Radiohead - I Might Be Wrong: Live Recordings
Despite their tremendous strengths as a live band, at times experimental to the point of abrasion, at others commendably intimate even in the large venues their popularity demands, Radiohead have only released one live album in a career now spanning two decades. So it makes sense that it’s drawn from their touring in support of Kid A and Amnesiac, a period many consider their peak, both in the studio and in concert. Seven of the eight songs here are from those albums and every one of them is re-approached in a way that makes them more effective in a live setting.

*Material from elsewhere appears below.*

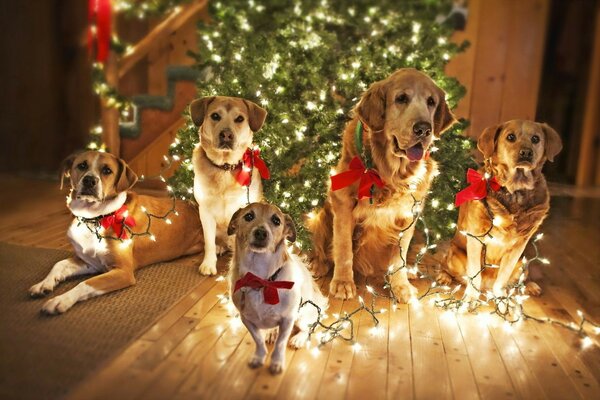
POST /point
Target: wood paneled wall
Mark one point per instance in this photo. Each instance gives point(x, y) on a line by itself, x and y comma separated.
point(502, 67)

“The National Anthem” opens with radio transmissions and substitutes fuzzier bass and guitar clatter for the horn section on the studio version, which likely would have been impossible to recreate live. On Amnesiac, “Like Spinning Plates” is an entirely different song called “I Will” (later released in two different versions) played backward, and even sung over backward, the end result proving quite affecting, if understandably strange. Here, Thom Yorke just sits down at a piano and recreates the whole clusterfuck as a straight-ahead song; an insightful reinterpretation. On Kid A, “Idioteque” is a shiny, forward-thinking piece of electronica serving as a perfect bedding for an intense vocal workout by Yorke. Here, it’s reworked as something that Kraftwerk might have rigged up in 1974, recalling the birth of electronic music rather than trying to predict its future. All of this ends with “True Love Waits,” a solo acoustic turn from Yorke mostly noteworthy for only ever appearing on this album.